A practice-full of “Tigers” has taught me that the question of “lying or not” is not the lynchpin issue. Studying Tiger from this perspective helps him not a wit. It interferes. When my “Tigers” think I’m watching them from this angle, I can’t help them, because we don’t have a collaborative alliance. And if, indeed, I were doing this, I would be leading them astray.

When clients ask if I think they are lying or not I tell them this is not the issue. Ceasing to lie doesn’t provide the necessary solution. Neither does just telling the truth. Some clients achieved power, money, and status through exceptional ability to use the truth to tell a lie. All good liars and manipulators include piles of truth to accomplish or cover something nefarious.

I am useless if I sit there trying to insure they don’t beat my radar. This is easy to fall into with known liars and wheeler-dealers. But I have to be watching for something entirely different: Does the best in them stand up? Without that, all the good behavior in the world is just a collection of “parts.”

So I wasn’t looking for whether or not Tiger Woods was lying. If he is, he’s in bad shape, and if he’s not, he’s not out of the woods. He could end up, like so many people, spending the rest of his life trying to keep himself out of trouble. For someone of Tiger’s potential, this is an unfortunate-but-common waste.

For Elin to get what she wants with Tiger, and for his children to have the kind of father Tiger says he wants to be, it isn’t enough for him stop having affairs or lying. If he spends the rest of his life in “recovery,” neither Elin nor his kids get the husband or father they deserve: You can’t make amends by what you “don’t do,” you do it by becoming the solid person you weren’t. The only way this happens is by the best in you standing up, “taking the hit” of confronting who you are, and making the world a better place through the person you become. Doing all the good deeds in the world isn’t the same as becoming a good person.

So I asked myself, “Was the best in Tiger standing up?” Although he isn’t my client, I found myself responding as if he was. I smiled to myself and nodded.
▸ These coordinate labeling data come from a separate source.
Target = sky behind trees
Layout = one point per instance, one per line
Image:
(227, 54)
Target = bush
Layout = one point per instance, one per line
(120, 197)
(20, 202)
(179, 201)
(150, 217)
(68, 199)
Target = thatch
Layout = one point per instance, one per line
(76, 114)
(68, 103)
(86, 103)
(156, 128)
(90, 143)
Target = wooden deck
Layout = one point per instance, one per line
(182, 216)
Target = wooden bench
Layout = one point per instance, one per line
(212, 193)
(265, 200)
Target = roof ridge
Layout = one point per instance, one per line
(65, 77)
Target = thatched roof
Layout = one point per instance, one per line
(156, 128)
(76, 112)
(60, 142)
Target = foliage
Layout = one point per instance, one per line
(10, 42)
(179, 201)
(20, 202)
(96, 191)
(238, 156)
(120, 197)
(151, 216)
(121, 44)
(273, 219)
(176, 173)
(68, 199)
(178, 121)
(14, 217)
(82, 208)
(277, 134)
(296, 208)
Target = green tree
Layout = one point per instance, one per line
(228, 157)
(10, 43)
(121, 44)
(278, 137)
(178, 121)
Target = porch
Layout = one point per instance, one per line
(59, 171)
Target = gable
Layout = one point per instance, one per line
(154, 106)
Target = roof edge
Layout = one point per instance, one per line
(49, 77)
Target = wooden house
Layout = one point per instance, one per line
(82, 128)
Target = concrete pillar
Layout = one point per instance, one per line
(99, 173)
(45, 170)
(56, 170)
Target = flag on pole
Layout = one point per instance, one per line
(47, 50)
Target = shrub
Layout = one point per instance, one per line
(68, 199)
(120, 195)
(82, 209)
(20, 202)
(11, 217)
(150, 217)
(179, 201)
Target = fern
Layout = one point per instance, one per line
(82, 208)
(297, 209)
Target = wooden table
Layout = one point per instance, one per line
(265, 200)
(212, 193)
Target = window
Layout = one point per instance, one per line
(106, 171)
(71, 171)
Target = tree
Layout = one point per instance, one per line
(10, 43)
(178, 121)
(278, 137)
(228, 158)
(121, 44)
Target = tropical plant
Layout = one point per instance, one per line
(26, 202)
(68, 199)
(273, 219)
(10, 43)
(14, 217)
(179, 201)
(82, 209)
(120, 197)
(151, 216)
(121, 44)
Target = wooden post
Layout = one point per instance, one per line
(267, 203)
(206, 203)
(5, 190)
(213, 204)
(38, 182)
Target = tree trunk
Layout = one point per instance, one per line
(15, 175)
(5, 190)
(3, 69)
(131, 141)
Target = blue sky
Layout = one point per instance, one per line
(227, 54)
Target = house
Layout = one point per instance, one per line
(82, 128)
I base this on years of watching people who have tarnished, diminished, and debased themselves, violated their principles, jeopardized their life’s work, and dropped their alliance with everyone who loved or respected them. I’ve watched some fail to pull their lives together. I’ve watched many succeed. Without these successes, wading through the sewerage of peoples’ lives day after day would demoralize me.

It would be overstating things to say I believe in Tiger Woods. Tiger has no reason to believe in himself until he re-earns his self-respect. I believe in the indomitable human spirit and our ability to pull ourselves out of the muck of our lives. This is not the belief Martin Luther King Jr. referred to as taking the next step when you can’t see the top of the stairs. I believe in human decency because I watch it rise like the phoenix from the ashes of people’s life.

I’m not giving Tiger the benefit of the doubt. I’m giving him the benefit of not doubting him. I am not being naïive, blind, or Pollyanna-ish. (My clients would laugh at the thought.) I am being self-serving. I want Tiger to succeed. This gives him his best chance of success. Taking a jaundiced stance towards him is the stupidest and most self-defeating thing we could do.

Tiger has the chance to be a bigger champion than anything he’s accomplished to date. For him to become the man he pretended to be—the man we all wanted to believe him to be—would surpass all his accomplishments, power, and wealth. Watching people pick themselves up after throwing themselves away, refuse to give up, and refuse to denigrate themselves any longer is a spiritual event. It motivates us all to be better. Watching Brittney Spears go through rehab one more time is not going to help us.

That’s why I’m quite willing to say: Go get ’em, Tiger.